L1 visa (Intercompany Transferee visa) category allows multinational companies to transfer certain types of employees from a qualified foreign office to the US to continue employment. This is extremely helpful for companies conducting business in both the United States and in foreign countries.
As it is necessary to transfer employees between offices in the different countries at times. L1 visa attorney, Benjamin Islas, has successfully obtained L1 visas for professionals in several industries such as technology, trading, automotive industry, etc.
The H-1B visa provides the opportunity for foreign professionals to work in the United States. It allows the employer to hire qualified foreign workers in the U.S. in specialty occupations on a temporary basis. The foreign professional has the opportunity to obtain a U.S. based position based on his/her acquired skills. In order to be eligible for the H-1B Visa, the U.S. employer and potential employee are obligated to adhere the U.S.C.I.S. conditions and regulations. The H-1B visa requirements strive to ensure that the U.S. employer and foreign professional comply with the U.S. employer and foreign professional comply with the Department of Labor standards. A major part of this compliance is filing for a Labor Condition Application (LCA).
Once the U.S.C.I.S approves the H-1B petition filed by the employer, the foreign worker can then get the H-1B Visa stamped at a U.S. embassy abroad or change status if he/she is already present in the U.S. The H-1B visa is granted for an initial 3 years period unless listed as a Chile or Singapore National. There are additional H-1B visa requirements that must be followed by both the petitioner (employer) and the beneficiary (employee).
If the petitioner is obtaining attorney representation or H-1B lawyer, the petitioner must file a G-28 form. The G-28 should have all sections of the form completed. This entails a signature and printed name of the attorney and the signature of the petitioner.
The U.S. employer is required to submit Form ETA-9035 (Labor Conditions Application). The Labor Condition Application is mandated to be filed online through the Department of Labor Certification Application.
The I-129 must have a completed H Classification supplement which is located on pages 11 & 12 of the form.

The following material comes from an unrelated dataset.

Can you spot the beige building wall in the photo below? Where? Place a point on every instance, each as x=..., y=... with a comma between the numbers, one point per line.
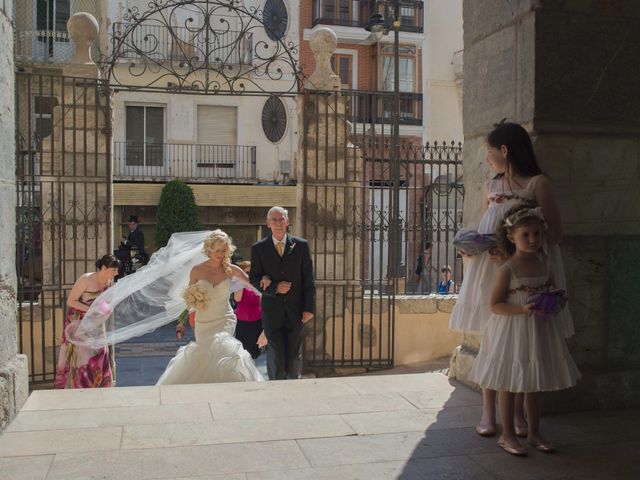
x=442, y=91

The petitioner is required to ensure proper completion of the H-1B Data Collection and Filing Fee Supplement. H-1B Data Collection and Filing Fee Supplement is on pages 17-19 on the Form I-129.
The E-1 & E-2 Investor Visas are an appealing option for foreign business persons, investors, managers, and employers who wish to stay in the US for extended periods of time to oversea:
1) an enterprise that is engaged in trade between the United States and a foreign country; or
2) a major investment in the United States.
Who is Qualified?
The E-visa isn't just for anyone who has a trade or investment. This visa class is exclusively for what the U.S.C.I.S. terms treaty traders and investors. This means that all applications must be nationals of a country that holds a treaty of trade and commerce with the United States. There is a list of those treaty nations provided by the U.S. State Department.
The regulations state that you must be a national of one of these countries, but you do not need to be currently living there. If you are unsure whether or not you qualify under this requirement, speak with my office.
If your company needs to bring someone with extraordinary ability into the US for work, you should consider consulting with an O-1 Visa lawyer.
An O-1 visa is designed to allow foreigners at the very top of the arts, sciences, sports, education, business, motion picture or television industries entry into the U.S. for work for an additional period of up to 3 years.
O-1 Visa extensions can be obtained if the person of extraordinary ability is needed in the US beyond 3 years. An important reason to consider an O-1 Visa when possible is that essential assistants of the person with extraordinary ability can qualify for an O-2 visa, which allows them entry into the United States for work as well. For example, a scientist might be able to obtain an O-2 visa for an essential lab assistant or an actor may need an O-2 for a publicist.
The Employment Based Fifth Preference Category, or EB-5, was created to attract foreign capital to the United States in order to create more job opportunities and benefit the U.S. economy.
10,000 EB-5 immigrant visas available annually. In 1992 and regularly reauthorized since then, 3,000 EB-5 visas are also set aside for investors in Regional Centers designated by U.S.C.I.S. based on proposals for promoting economic growth.
There are 2 distinct EB-5 pathways for an immigrant investor to gain lawful permanent residence for themselves and their immediate family--the Basic Program and Regional Center Pilot Program.
Both programs require the immigrant to make a capital investment of either $500,000 or $1,000,000 (depending on whether the investment is in a Targeted Employment Area [TEA] or not in a new commercial enterprise located in the United States. TEA is defined by law as a rural areas or an area that has experienced high unemployment in the United States of at least 150% if the national average.
The new commercial enterprise must create or preserve 10 full time jobs for qualifying US workers within 2 years (or under certain circumstances, within a reasonable time.